13b in the future?
I think the Mistral team said that they would train bigger ones
Why would you want 13b when the 7b model is outperforming 70b models? it clearly shows the performance isn't reliant on the size but instead on how it's structured, like the I4 engine matching v8. What we need is the turbo or supercharger for the models while making the model more sophisticated.
Why would you want 13b when the 7b model is outperforming 70b models? it clearly shows the performance isn't reliant on the size but instead on how it's structured, like the I4 engine matching v8. What we need is the turbo or supercharger for the models while making the model more sophisticated.
7b outperforming 70b doesn't mean that 13b could not do better.
Like with the same turbo or supercharger a v8 will probably outperform an l4
Why would you want 13b when the 7b model is outperforming 70b models? it clearly shows the performance isn't reliant on the size but instead on how it's structured, like the I4 engine matching v8. What we need is the turbo or supercharger for the models while making the model more sophisticated.

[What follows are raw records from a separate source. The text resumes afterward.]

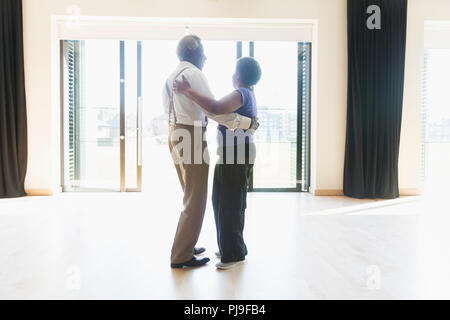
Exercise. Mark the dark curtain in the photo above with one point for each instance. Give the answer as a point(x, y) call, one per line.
point(13, 117)
point(376, 63)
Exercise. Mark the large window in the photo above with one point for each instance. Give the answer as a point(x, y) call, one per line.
point(115, 132)
point(101, 106)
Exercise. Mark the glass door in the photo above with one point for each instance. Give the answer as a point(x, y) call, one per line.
point(101, 115)
point(283, 97)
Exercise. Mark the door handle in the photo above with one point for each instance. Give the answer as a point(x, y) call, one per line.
point(139, 130)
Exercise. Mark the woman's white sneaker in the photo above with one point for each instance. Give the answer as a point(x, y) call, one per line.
point(228, 265)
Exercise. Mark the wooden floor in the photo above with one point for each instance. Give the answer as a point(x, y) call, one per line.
point(117, 246)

7b outperforming 70b doesn't mean that 13b could not do better.
Agreed. a 13b might be like another 100b+ model, and still be of more than reasonable size
Why would you want 13b when the 7b model is outperforming 70b models? it clearly shows the performance isn't reliant on the size but instead on how it's structured, like the I4 engine matching v8. What we need is the turbo or supercharger for the models while making the model more sophisticated.
7b outperforming 70b doesn't mean that 13b could not do better.
Agreed. a 13b might be like another 100b+ model, and still be of more than reasonable size
I understand the idealogy, 'make it bigger to make more power'. That's the same approach Google and openAI took and now it requires supercomputers to run those models. Seeing models with only 70b (XWIN-LM) surpassing gpt4 with 1.7T on alpacaeval and Zepher 7b matching the 1.7T model on some benchmarks should inspire people to focus more on refinement than just resize. The biggest advantage of 7b models is efficiency especially if you need to run multiple models for different agents at the same time on consumer-grade devices. Let's not forget the main goal of open-source AI, making it accessible for everyone.
Adding a 13 isn't going to require a super computer, that is still more than approachable to us 'serfs'.. And no one said anything about removing the smaller option. Just adding more options.
You are right about not needing a supercomputer for 13b but my point is not to shift from the current strategy, it winning against models 100x bigger. For the need of more raw power, you have Mixtral 8x7b. That has 42b parameters making it 3x bigger than the 13b you're asking for.